Published in final edited form as: Proc SPIE Int Soc Opt Eng. 2020 May 22;11513:1151309. doi: 10.1117/12.2564363

Calculation of Radiomic Features to Validate the Textural Realism of Physical Anthropomorphic Phantoms for Digital Mammography

Raymond J Acciavatti 1, Eric A Cohen 1, Omid Haji Maghsoudi 1, Aimilia Gastounioti 1, Lauren Pantalone 1, Meng-Kang Hsieh 1, Bruno Barufaldi 1, Predrag R Bakic 1, Jinbo Chen 2, Emily F Conant 1, Despina Kontos 1, Andrew D A Maidment 1
PMCID: PMC10564085  NIHMSID: NIHMS1930781  PMID: 37818096

Abstract

In this paper, radiomic features are used to validate the textural realism of two anthropomorphic phantoms for digital mammography. One phantom was based off a computational breast model; it was 3D printed by CIRS (Computerized Imaging Reference Systems, Inc., Norfolk, VA) under license from the University of Pennsylvania. We investigate how the textural realism of this phantom compares against a phantom derived from an actual patient’s mammogram (“Rachel”, Gammex 169, Madison, WI). Images of each phantom were acquired at three kV in 1 kV increments using auto-time technique settings. Acquisitions at each technique setting were repeated twice, resulting in six images per phantom. In the raw (“FOR PROCESSING”) images, 341 features were calculated; i.e., gray-level histogram, co-occurrence, run length, fractal dimension, Gabor Wavelet, local binary pattern, Laws, and co-occurrence Laws features. Features were also calculated in a negative screening population. For each feature, the middle 95% of the clinical distribution was used to evaluate the textural realism of each phantom. A feature was considered realistic if all six measurements in the phantom were within the middle 95% of the clinical distribution. Otherwise, a feature was considered unrealistic. More features were actually found to be realistic by this definition in the CIRS phantom (305 out of 341 features or 89.44%) than in the phantom derived from a specific patient’s mammogram (261 out of 341 features or 76.54%). We conclude that the texture is realistic overall in both phantoms.

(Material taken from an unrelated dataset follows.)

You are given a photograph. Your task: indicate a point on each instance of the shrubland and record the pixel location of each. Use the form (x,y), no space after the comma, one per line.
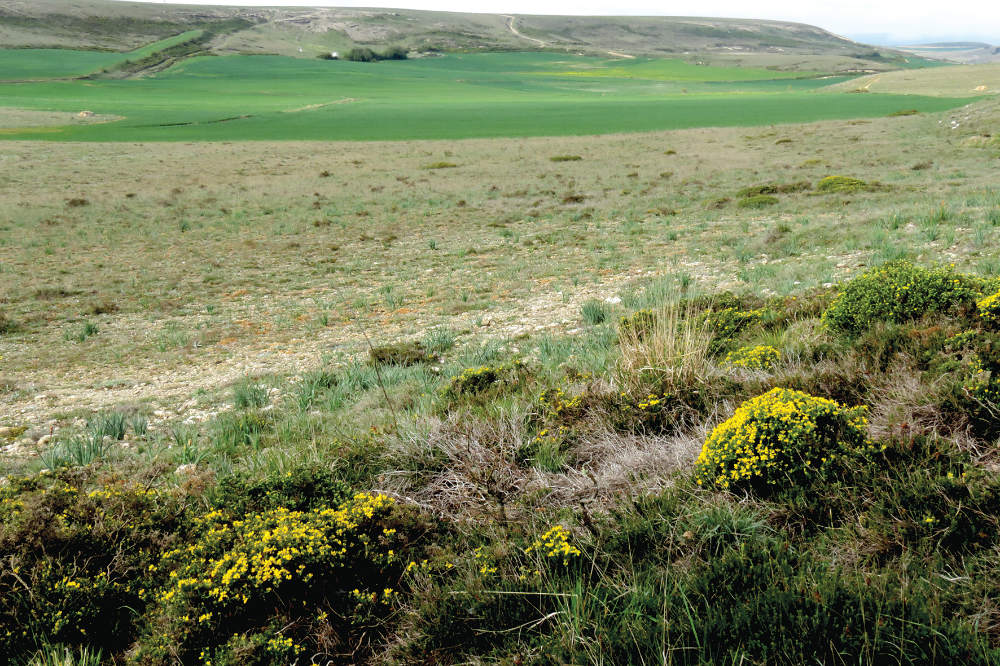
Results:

Keywords: Radiomics, digital mammography, anthropomorphic phantom, x-ray imaging, image acquisition

1. INTRODUCTION

Breast density has consistently been shown to be an independent predictor of breast cancer risk.1,2 Recent studies have demonstrated that combining radiomic texture features with mammographic density results in an even better assessment of breast cancer risk.3,4 This paper explores a different application for radiomic texture feature calculations; namely, evaluating how closely the breast parenchymal patterns in an anthropomorphic phantom match a clinical population.

In our previous work, we developed a computational model of the breast in which multiple compartments of dense tissue are grown from seed points in voxel phantoms.5,6 The user can vary parameters controlling the size and shape of the phantom, as well as the percent density and spatial arrangement of dense tissue.7 A key advantage of this model is that a population of virtual phantoms8 can be simulated quickly on a graphics processing unit (GPU).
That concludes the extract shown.